By the tower property, $E[X_{2}] = E[ E[X_{2} | X_{1} = x_{1}] ]$, so I would first start by solving for $E[X_{2} | X_{1} = x_{1}]$: $E[X_{2}|X_{1} = x_{1}] = \sum_{x_{2}=0}^{x_{1}}x_{2}\cdot{}P(X_{2}=x_{2}|X_{1}=x_{1}) = \sum_{x_{2}=0}^{x_{1}}x_{2}\cdot{}\frac{P(X_{2}=x_{2} \cap X_{1}=x_{1})}{P(X_{1}=x_{1})} $
$ = \sum_{x_{2}=0}^{x_{1}}x_{2}\cdot{}\frac{\biggl[\begin{pmatrix} x_{1} \\ x_{2}\end{pmatrix} \biggl(\frac{1}{2}\biggr)^{x_{1}}\biggl( \frac{x_{1}}{15}\biggr)\biggr]}{\displaystyle\sum_{x_{2}=0}^{x_{1}}\biggl[\begin{pmatrix} x_{1} \\ x_{2}\end{pmatrix} \biggl(\frac{1}{2}\biggr)^{x_{1}}\biggl( \frac{x_{1}}{15}\biggr)\biggr]}.$
Next, write down the marginal probability mass function of $X_{1}$, which is given by summing out the $x_{2}$ variable, which is the numerator above.

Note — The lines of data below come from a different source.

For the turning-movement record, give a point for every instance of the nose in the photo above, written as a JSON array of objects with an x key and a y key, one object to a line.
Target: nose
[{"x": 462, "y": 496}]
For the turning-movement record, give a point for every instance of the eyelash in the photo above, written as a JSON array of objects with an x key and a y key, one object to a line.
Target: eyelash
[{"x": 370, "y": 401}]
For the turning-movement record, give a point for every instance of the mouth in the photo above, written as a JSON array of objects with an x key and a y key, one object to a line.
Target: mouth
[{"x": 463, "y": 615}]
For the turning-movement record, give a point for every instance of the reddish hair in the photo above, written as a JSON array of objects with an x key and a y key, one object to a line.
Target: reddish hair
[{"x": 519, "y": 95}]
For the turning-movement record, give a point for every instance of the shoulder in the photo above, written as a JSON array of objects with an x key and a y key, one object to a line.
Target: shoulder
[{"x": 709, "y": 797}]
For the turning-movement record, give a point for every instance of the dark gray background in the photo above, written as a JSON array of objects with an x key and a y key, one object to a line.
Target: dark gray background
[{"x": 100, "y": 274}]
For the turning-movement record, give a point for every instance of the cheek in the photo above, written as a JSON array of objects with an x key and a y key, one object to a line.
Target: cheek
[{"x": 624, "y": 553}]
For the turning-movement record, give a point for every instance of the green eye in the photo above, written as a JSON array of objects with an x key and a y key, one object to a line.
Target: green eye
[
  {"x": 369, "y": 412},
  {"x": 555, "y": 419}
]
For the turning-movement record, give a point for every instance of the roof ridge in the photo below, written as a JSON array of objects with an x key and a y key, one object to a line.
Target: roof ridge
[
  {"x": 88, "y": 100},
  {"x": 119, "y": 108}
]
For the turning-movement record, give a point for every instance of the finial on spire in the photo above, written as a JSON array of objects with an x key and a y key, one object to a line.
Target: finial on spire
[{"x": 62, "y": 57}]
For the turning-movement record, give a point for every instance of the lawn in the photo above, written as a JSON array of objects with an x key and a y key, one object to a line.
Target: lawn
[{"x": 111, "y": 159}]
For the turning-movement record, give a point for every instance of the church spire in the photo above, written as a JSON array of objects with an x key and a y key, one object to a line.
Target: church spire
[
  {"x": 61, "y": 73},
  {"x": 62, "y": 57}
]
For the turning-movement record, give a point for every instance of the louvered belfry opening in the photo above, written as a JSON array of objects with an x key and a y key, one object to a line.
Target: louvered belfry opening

$ P(X_{1} = x_{1}) = \sum_{x_{2}=0}^{x_{1}}\biggl[\begin{pmatrix} x_{1} \\ x_{2}\end{pmatrix} \biggl(\frac{1}{2}\biggr)^{x_{1}}\biggl( \frac{x_{1}}{15}\biggr)\biggr].$
Now you can compute $E[X_{2}]$ as the expectation of $E[X_{2}|X_{1}=x_{1}]$ using the PMF of $X_{1}$: $ E[X_{2}] = \sum_{x_{1}=1}^{5}\Biggl[\sum_{x_{2}=0}^{x_{1}}x_{2}\cdot{}\frac{\biggl[\begin{pmatrix} x_{1} \\ x_{2}\end{pmatrix} \biggl(\frac{1}{2}\biggr)^{x_{1}}\biggl( \frac{x_{1}}{15}\biggr)\biggr]}{\displaystyle\sum_{x_{2}=0}^{x_{1}}\biggl[\begin{pmatrix} x_{1} \\ x_{2}\end{pmatrix} \biggl(\frac{1}{2}\biggr)^{x_{1}}\biggl( \frac{x_{1}}{15}\biggr)\biggr]}\cdot{}\sum_{x_{2}=0}^{x_{1}}\biggl[\begin{pmatrix} x_{1} \\ x_{2}\end{pmatrix} \biggl(\frac{1}{2}\biggr)^{x_{1}}\biggl( \frac{x_{1}}{15}\biggr)\biggr]\Biggr] $
$ = \sum_{x_{1}=1}^{5}\sum_{x_{2}=0}^{x_{1}}x_{2}\cdot{}\biggl[\begin{pmatrix} x_{1} \\ x_{2}\end{pmatrix} \biggl(\frac{1}{2}\biggr)^{x_{1}}\biggl( \frac{x_{1}}{15}\biggr)\biggr]$
which is just the basic double sum formula for $E[X_{2}]$ as expected.
As for what these sums work out to, I would probably just use SymPy, Maple, or Mathematica if you want closed forms, or NumPy or Matlab if you want the numerical results.